Foreign purchases of private residences here hit an all-time high of 4,595 last year — about a third of the approximately 15,000 purchases made by Singaporeans — said property consultancy Colliers International.

Malaysians and Indonesians still form the biggest group, but they have been joined at the top by Koreans, Indians, and Chinese, said Colliers’ director of research and consultancy Tay Huey Ying. And since 2003, even Danes, Bulgarians, Egyptians, Tongans and Cambodians have popped up on the buyers’ list, Savills Residential’s data revealed.

“We’re becoming a city that is a lot more liveable, one that is more than just a place to work,” said DTZ Debenham Tie Leung’s executive director Ong Choon Fah.Mr Rajeev Malik, a 30-something Indian national who has worked here as an economist since 1994, vouches for this. Before moving to Singapore, he worked in Boston and says that professionals these days are like international nomads.
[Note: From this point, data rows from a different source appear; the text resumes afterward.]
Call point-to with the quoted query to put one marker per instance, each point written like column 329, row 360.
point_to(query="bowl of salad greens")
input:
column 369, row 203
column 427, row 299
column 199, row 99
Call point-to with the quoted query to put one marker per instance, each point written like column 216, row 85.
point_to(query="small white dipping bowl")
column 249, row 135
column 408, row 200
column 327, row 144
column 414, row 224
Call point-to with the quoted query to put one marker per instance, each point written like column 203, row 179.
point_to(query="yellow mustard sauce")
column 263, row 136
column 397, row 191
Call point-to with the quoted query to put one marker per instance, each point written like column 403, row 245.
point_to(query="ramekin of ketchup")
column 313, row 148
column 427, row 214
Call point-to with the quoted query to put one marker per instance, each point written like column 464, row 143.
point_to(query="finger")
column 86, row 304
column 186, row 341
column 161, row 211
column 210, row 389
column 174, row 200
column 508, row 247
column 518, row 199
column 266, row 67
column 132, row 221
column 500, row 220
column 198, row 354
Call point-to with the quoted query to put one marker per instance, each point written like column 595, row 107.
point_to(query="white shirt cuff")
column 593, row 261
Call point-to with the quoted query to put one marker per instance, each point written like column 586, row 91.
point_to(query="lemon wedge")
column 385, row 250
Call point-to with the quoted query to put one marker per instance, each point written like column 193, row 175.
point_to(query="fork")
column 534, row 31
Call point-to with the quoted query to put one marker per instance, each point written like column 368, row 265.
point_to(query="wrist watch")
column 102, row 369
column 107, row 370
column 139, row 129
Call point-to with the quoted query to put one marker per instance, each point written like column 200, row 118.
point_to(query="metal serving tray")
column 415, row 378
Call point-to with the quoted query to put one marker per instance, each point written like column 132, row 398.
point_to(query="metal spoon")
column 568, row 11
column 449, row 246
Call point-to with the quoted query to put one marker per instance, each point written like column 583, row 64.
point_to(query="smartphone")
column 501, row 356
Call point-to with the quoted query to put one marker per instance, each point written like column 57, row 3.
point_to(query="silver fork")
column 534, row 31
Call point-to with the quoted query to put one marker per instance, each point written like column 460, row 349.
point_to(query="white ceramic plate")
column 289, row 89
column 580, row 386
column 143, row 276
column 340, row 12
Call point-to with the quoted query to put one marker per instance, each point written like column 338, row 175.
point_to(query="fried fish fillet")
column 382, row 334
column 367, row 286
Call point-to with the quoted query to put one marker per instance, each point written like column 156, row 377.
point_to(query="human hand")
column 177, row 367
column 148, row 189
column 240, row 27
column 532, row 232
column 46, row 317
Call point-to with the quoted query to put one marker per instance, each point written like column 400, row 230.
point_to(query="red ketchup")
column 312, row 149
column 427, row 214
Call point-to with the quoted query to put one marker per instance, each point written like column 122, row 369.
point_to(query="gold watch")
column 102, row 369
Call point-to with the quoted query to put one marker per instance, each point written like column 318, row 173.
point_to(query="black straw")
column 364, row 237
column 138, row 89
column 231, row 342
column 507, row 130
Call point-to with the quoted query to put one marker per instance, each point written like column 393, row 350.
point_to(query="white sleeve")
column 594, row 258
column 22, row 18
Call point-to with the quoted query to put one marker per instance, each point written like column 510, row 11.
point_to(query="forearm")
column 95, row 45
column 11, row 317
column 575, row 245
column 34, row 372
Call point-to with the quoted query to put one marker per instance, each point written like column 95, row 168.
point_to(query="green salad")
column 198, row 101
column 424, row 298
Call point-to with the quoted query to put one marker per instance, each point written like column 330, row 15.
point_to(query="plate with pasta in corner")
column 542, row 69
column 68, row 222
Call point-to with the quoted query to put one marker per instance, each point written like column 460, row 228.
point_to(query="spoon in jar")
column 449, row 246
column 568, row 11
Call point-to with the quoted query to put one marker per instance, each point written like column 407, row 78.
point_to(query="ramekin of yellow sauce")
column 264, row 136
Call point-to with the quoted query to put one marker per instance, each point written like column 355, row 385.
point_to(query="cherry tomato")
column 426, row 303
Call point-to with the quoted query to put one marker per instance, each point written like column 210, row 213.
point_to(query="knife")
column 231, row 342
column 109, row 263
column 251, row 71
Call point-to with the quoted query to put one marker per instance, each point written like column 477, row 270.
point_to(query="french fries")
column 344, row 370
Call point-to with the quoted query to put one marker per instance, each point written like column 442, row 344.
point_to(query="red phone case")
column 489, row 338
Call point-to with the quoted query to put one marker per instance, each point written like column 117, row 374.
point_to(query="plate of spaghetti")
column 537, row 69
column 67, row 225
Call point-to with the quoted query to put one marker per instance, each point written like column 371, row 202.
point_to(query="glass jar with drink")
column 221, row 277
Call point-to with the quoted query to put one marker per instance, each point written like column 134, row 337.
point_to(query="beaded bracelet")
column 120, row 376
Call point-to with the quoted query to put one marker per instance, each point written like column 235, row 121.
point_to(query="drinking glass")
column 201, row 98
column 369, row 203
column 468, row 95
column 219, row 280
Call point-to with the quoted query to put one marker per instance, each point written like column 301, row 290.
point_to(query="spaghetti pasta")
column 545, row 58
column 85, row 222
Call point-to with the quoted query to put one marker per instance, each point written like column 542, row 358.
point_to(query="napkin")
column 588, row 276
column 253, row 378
Even so, after renting for several years, he bought a condo in the River Valley area in 2005, saying it signalled his family’s preference of Singapore as a home base. “We are deeply attached to Singapore and there is no doubt in my mind that most other places will be a step down,” he said.

Buyers like him give muscle to the property market as they are not looking to make a quick buck from it. Even those who buy here to invest have pockets deep enough to hold on to their properties — they are what Colliers’ Ms Tay calls “specu-vestors”, who differ from speculators who tend to sell or “flip” the unit quickly because they may be financially stretched.

Many are like the one that Savills director Ku Swee Yong has been in talks with over the past two weeks. The client, flying in with his accountants and lawyers, has a personal net worth of billions. He is looking to invest and may build a house here to escape winter back home.

Such uber-rich, agents say, started showing up in late-2004 with the launch of unprecedented projects such as The Sail @ Marina Bay — the country’s tallest residential building — and Sentosa Cove’s waterfront homes. With yet more lifestyle developments planned for the Southern Islands, you may see more of them soon.

Mr Nicholas Mak, director of Knight Frank’s consultancy and research department, said that some of these foreigners push up prices in the high-end market. “They are generally more aggressive with their offer prices, thereby creating a bidding war in some properties,” he said.

But by no means can they be accused of creating a property bubble. Speculators who do that tend to be local. “We see more Singaporeans rather than foreigners participating in a few of the cases of pushing prices sky high,” said Mr Ku.

The spread of nationalities and the staying power of the buyers have brought a certain stability to the market — a contrast from 1998 when the foreigners buying properties here came mainly from Malaysia and
Indonesia. “When the South-east Asian economies crashed, our markets also crashed,” recalled property agent James Lee. There is little danger of that happening now.

Instead, away from the prime districts, one sees some clustering of different nationalities. An American presence is sprouting in Woodlands, close to the American School. Many Japanese families are in District 5’s West Coast area. Indian expatriates have built up a presence in the condos along Tanjong Rhu and River Valley Road, where dozens of families gather around barbecue pits and beer over the weekend.

“It’s the same everywhere in the world. It’s natural to want to congregate,” said DTZ’s Mrs Ong.

The question, some ask, is how locals are reacting to the growing foreign presence. Last year, the number of foreigners who settled here jumped 9.7 per cent — the biggest increase in six years — to 875,500, excluding Permanent Residents. Locals such as manager Valerie Lee, 28, have noticed more Caucasians renting units in her Upper Bukit Timah condo compared to a year ago.

“It’s something good. Foreigners are usually willing to pay a higher price than locals do,” she said. Rentals of private non-landed homes last year surged 15 per cent from those of the previous year.

These forays into the property market have not created any anti-foreigner sentiment, observers said. If it exists, it is likely found in those who feel their jobs are threatened, said Mr Seah, a political commentator.

Otherwise, as Mr Malik said: “Singaporeans and the foreigners living here generally appreciate that it is a mutually-beneficial relationship.”